I have several rows of text. The first row is a header row, and each subsequent line represents the fields of data, each value is separated with a comma. Within each line are one to three dollar values, ranging from single digit dollar values ($4.50) to triple digit ($100,000.34). They are also surrounded by quotes.

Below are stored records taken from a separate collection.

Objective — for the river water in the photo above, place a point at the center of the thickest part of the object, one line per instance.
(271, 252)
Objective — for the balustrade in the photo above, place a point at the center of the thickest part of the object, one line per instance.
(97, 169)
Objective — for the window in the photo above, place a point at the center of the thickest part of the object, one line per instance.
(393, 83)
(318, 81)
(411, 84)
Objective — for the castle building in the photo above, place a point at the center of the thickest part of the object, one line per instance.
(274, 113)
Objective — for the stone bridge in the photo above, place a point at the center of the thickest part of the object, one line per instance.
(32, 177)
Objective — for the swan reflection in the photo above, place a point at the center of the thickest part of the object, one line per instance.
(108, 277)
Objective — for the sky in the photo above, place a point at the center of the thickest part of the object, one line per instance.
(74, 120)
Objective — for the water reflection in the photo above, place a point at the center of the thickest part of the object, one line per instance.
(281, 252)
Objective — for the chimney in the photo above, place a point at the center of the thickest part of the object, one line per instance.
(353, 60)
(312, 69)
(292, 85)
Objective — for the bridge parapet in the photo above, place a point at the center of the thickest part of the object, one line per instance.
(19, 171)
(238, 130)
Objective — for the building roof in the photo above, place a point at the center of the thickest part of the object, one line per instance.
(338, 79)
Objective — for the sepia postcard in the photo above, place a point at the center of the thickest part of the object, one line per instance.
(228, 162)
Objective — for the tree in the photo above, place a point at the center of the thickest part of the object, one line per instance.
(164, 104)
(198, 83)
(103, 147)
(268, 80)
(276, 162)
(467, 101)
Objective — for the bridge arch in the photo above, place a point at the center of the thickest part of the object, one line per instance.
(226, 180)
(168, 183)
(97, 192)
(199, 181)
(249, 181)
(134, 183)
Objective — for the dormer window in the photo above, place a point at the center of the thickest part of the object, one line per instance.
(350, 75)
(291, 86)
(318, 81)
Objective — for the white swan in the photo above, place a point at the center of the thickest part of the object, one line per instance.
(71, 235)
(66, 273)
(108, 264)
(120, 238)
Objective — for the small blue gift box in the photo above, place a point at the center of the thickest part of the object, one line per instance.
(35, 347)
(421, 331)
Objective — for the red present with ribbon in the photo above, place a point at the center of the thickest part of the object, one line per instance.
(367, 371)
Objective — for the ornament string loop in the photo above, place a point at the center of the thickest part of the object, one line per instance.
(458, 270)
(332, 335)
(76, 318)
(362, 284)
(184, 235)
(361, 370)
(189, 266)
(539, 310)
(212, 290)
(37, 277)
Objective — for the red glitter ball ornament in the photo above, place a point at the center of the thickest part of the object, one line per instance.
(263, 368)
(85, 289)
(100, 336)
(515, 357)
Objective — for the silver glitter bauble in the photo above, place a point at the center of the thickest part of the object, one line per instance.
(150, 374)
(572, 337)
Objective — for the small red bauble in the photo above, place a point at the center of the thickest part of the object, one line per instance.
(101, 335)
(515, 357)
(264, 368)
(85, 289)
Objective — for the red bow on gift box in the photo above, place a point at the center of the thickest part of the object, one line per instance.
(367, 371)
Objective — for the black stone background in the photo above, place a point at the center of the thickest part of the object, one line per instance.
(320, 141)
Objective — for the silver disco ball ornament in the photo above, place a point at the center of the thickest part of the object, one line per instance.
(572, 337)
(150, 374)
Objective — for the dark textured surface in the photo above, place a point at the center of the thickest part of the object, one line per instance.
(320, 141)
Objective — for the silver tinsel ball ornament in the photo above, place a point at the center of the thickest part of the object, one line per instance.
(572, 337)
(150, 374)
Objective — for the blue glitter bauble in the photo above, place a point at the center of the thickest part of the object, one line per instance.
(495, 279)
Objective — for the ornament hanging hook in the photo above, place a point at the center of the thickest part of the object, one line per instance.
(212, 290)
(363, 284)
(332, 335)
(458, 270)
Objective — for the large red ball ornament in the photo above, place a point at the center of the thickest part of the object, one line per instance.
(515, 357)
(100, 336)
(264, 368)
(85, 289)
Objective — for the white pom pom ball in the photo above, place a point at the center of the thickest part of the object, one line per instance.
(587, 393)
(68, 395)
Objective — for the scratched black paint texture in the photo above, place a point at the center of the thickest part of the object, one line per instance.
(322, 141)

206360941,5465685679,"$4,073.77",567845676547,"$88,457.21",34589309683
I need to eliminate the quotations and dollar sign for the money values, as well as the comma inside. The period separator for the decimal value needs to stay, so "$6,801.56" becomes 6801.56
I've used regex to eliminate the dollar sign as well as quotations--
with open("datafile.csv", "r") as file:
data = file.readlines()
for i in data:
i = re.sub('[$"]', '', i)
which then makes the data look like 7545245,6,801.56,3545647
so if I split by a comma, it cuts larger values in two.
['206360941,5465685679,4,073.77,567845676547,88,457.21,34589309683']
I thought about splitting by quotations, doing some more regex and rejoining with .join() but it turns out that only the currency values with a comma contain quotations, the smaller values with no comma do not.
Also, I know I can use re.findall(r'\$\d{1,3}\,\d\d\d\.\d\d', i)
to draw out the number format, if I print it, it will output a list like [$100,351.35]
I am just not sure what to do with it after that.